Nie uwierzy mi pani… Oczywiście miałam przy sobie tę koleżankę zawsze, miałam z kim rozmawiać, bo grupka była duża. Stopniowo każda grupka się rozchodziła, bo ten tu został, tam został, pociąg, to do pociągu tam wsiedli. Każdy z innego miasta był, ci ludzie. Najpierw, zanim się dostałam do pociągu, to chodziliśmy… Było zapowiedziane Niemcom, że jak ktoś przyjdzie biedny czy z obozu, to muszą nakarmić i muszą dać spać, ale pierwszy dzień to wszyscy byliśmy… Rosjanie dali nam taki plac duży, bo już do obozu nie wróciliśmy, nie wróciliśmy do tych prycz. Każdy dostał jeszcze jeden koc i jeden przy drugim tak musiał leżeć. A nas było bardzo dużo, bardzo dużo, jedno przy drugim. Później mi się siusiu zachciało tam na tym placu, nie wypadało mi tam się wysikać, ale bałam się, zawsze bałam się, do dzisiejszego dnia mi to zostało.

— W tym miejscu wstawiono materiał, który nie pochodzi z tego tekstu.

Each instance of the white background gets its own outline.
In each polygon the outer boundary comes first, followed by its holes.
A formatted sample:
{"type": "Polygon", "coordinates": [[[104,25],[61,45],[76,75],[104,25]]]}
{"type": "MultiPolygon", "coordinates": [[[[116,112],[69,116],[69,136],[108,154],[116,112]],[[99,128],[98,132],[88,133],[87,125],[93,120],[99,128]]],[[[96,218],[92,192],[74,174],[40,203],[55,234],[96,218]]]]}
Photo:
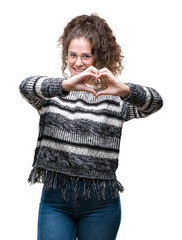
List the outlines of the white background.
{"type": "Polygon", "coordinates": [[[122,221],[117,239],[182,239],[180,0],[16,0],[0,4],[0,238],[36,239],[42,185],[27,178],[39,116],[18,90],[30,75],[61,76],[57,40],[73,17],[98,13],[125,56],[120,77],[153,87],[164,99],[156,114],[124,124],[118,180],[122,221]],[[3,225],[2,225],[3,223],[3,225]]]}

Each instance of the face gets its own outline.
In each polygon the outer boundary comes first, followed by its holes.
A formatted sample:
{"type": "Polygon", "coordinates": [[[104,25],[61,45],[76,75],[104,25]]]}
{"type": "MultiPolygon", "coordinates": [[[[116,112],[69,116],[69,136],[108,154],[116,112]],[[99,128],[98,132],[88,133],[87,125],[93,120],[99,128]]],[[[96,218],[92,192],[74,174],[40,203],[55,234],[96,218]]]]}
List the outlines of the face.
{"type": "Polygon", "coordinates": [[[94,56],[92,46],[86,38],[76,38],[71,40],[68,47],[68,66],[71,76],[83,72],[93,65],[94,56]]]}

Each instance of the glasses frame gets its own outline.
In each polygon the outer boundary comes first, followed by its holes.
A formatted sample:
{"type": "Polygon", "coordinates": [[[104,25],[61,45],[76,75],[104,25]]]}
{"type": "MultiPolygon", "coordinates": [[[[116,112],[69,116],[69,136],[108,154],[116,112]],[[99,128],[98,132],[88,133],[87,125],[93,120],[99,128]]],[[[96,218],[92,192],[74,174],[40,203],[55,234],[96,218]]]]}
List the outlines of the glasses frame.
{"type": "Polygon", "coordinates": [[[94,55],[92,53],[83,53],[82,55],[77,55],[76,52],[68,52],[68,59],[70,59],[72,62],[76,62],[78,57],[81,59],[82,63],[90,63],[90,61],[93,60],[94,55]]]}

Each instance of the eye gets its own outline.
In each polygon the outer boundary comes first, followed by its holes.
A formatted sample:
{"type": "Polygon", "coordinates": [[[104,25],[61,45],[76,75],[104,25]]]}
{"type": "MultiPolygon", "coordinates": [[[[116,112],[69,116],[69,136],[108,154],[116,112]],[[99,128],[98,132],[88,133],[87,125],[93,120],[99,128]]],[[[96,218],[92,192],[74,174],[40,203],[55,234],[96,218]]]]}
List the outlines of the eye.
{"type": "Polygon", "coordinates": [[[76,58],[76,57],[77,57],[77,54],[74,53],[74,52],[69,52],[68,55],[69,55],[71,58],[76,58]]]}
{"type": "Polygon", "coordinates": [[[85,53],[85,54],[83,54],[82,58],[83,58],[84,60],[90,60],[90,59],[92,58],[92,55],[85,53]]]}

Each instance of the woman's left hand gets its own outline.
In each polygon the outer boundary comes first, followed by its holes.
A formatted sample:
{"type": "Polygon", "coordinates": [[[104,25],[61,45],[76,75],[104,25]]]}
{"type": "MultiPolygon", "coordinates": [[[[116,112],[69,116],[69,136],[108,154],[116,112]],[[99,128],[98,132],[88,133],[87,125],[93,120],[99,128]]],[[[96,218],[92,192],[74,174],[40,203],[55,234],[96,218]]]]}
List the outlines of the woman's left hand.
{"type": "Polygon", "coordinates": [[[96,97],[108,94],[125,98],[129,95],[129,86],[118,80],[109,69],[100,69],[97,78],[99,79],[101,77],[105,77],[108,87],[104,90],[99,91],[96,94],[96,97]]]}

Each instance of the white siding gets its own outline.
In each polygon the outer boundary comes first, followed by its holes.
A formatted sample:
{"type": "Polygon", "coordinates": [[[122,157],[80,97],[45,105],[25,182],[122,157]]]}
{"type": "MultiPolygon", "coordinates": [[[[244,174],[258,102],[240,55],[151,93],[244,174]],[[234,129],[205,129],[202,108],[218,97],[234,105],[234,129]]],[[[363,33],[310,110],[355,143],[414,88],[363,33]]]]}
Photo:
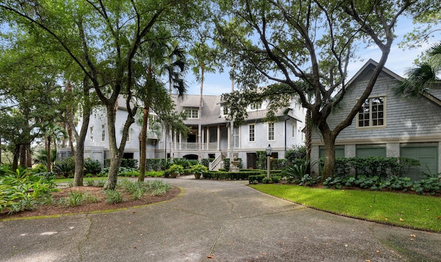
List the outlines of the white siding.
{"type": "MultiPolygon", "coordinates": [[[[328,119],[331,129],[347,116],[347,112],[364,91],[371,74],[371,71],[361,74],[365,76],[356,79],[347,89],[345,97],[340,103],[342,109],[331,114],[328,119]]],[[[398,81],[383,72],[371,93],[370,97],[386,98],[385,125],[377,128],[357,128],[356,117],[352,124],[338,135],[336,145],[345,145],[345,151],[349,151],[356,145],[385,144],[387,155],[398,156],[398,149],[400,144],[441,142],[441,107],[424,98],[406,100],[395,97],[392,87],[397,85],[398,81]]],[[[313,152],[316,152],[318,146],[322,144],[321,135],[318,130],[313,132],[313,152]]],[[[316,154],[313,155],[318,156],[316,154]]],[[[311,157],[312,160],[316,160],[316,157],[311,157]]]]}

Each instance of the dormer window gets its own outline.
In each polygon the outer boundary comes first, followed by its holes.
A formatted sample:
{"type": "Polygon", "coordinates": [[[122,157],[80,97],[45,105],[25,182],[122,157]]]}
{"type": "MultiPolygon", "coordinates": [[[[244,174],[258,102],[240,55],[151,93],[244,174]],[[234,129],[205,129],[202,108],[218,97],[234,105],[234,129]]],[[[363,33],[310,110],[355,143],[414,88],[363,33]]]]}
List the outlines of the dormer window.
{"type": "Polygon", "coordinates": [[[184,113],[185,114],[185,117],[187,119],[197,119],[199,118],[199,109],[192,109],[187,108],[184,109],[184,113]]]}
{"type": "Polygon", "coordinates": [[[252,110],[258,110],[262,109],[262,103],[261,102],[255,102],[252,103],[250,105],[250,108],[252,110]]]}
{"type": "Polygon", "coordinates": [[[227,105],[223,105],[222,106],[222,115],[223,116],[226,116],[228,114],[228,106],[227,105]]]}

Wszystkich się bałam, że znowu coś będzie, że bomby będą… Te bomby były najgorsze, jak byłyśmy w schronie. I wyszłam od nich i tak pod nogami, żeby kogoś tam nie nadepnąć z tych kobiet, ostrożnie idę do drzwi i cholera, nie chcą mi się otworzyć. One zamknęły, ale nie na klucz. Otworzyły się drzwi, w drzwiach stoi rusek. Nie boj się, maładiec. Tichaj, maładiec, bo ja krzyku narobiłam ze strachu. Już mi się odechciało siusiu, odechciało mi się wszystkiego, a on mnie pogłaskał po głowie: Tichaj, maładiec. „A czy tu jest jakaś tam…” – pytał się o Niemkę, mają takie imiona niektóre… To imion ich nie pamiętam, za dużo bym musiała zapamiętać. Jak on poszedł tam, ja szybko za drzwi, szybko siusiu zrobiłam i z powrotem poszłam do mojego miejsca tam. On tak chodził po wszystkich i patrzył, czy jest ta Niemka tutaj, u nas, pomiędzy nami. Miałam taki strach… Jak człowiek młody, to jeszcze nie zna życia w ogóle.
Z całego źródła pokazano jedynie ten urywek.